Understanding Unicode with a Nyan translator

Hello, this is Dacer from Progate with the 21st day of the Progate Advent Calendar.

Nyа̅nNyа̄nNyа̃nNyа̎n NyӓnNyа̏nNyа̂nNyа̉n Nyа̃nNyanNyӑnNyа̏n Nyа̇nNyа̃nNyа̂nNyа̋n Nyа̃nNyanNyӑnNyа̇n Nyа̃nNyanNyа̄nNyа̂n Nyа̃nNyanNyӓnNyа̋n

You may be wondering what the above words mean, I'll tell you the answer at the end of this article.

In the beginning

I recently found an interesting text encryption and decryption tool*1 that can turn any sentence into some о̎古s and the generated text can be restored back with this tool. Let's make a Nyan translator similar to it:

What is Unicode?

To make a Nyan translator, you first need to know what Unicode is.

Unicode is the universal character encoding, maintained by the Unicode Consortium. This encoding standard provides the basis for processing, storage and interchange of text data in any language in all modern software and information technology protocols.

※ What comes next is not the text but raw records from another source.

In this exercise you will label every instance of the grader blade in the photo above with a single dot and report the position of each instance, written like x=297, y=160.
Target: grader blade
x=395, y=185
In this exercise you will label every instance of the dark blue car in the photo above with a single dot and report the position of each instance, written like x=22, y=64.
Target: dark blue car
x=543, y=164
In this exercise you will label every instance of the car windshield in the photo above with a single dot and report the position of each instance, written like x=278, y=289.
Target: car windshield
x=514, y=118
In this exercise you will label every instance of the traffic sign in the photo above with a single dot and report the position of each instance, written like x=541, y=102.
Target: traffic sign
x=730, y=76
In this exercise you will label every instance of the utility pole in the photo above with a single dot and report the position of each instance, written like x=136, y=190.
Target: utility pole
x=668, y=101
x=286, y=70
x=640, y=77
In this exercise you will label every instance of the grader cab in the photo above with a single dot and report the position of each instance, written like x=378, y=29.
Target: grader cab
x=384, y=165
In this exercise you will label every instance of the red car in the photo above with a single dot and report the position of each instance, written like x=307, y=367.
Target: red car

In other words, Unicode is a standard which maps the characters in all languages to a particular numeric value called Code Points or Unicode numbers.*2

For example, if a program is told that it needs to display a character with a Unicode number of U+611B, the word "愛" will be displayed on the screen. (Unicode number is hexadecimal, so here is a "B" inside U+611B)

Let's make a Nyan translator

The first step we need to do is to turn some words into a bunch of Nyan.

export function translateToNyan(str = '') {
    const unicodeNumArray = Array.from(str).map((i: string) => {
        return i.charCodeAt(0).toString(16)
    })
    const texts = unicodeNumArray.map(unicodeNum => {
        return Array.from(unicodeNum).map(s => {
            if (s !== '0') {
                return 'Ny' + String.fromCharCode(parseInt('0430', 16)) + String.fromCharCode(parseInt('030' + s, 16)) + 'n'
            } else {
                return 'Nyan'
            }
        }).join('')
    })
    return texts.join(' ')
}

First, we turn the words to be converted into an array containing the Unicode numbers, e.g. 今日 will become ["4eca", "65e5"]. Then we turn each digit of the Unicode numbers into Nyan.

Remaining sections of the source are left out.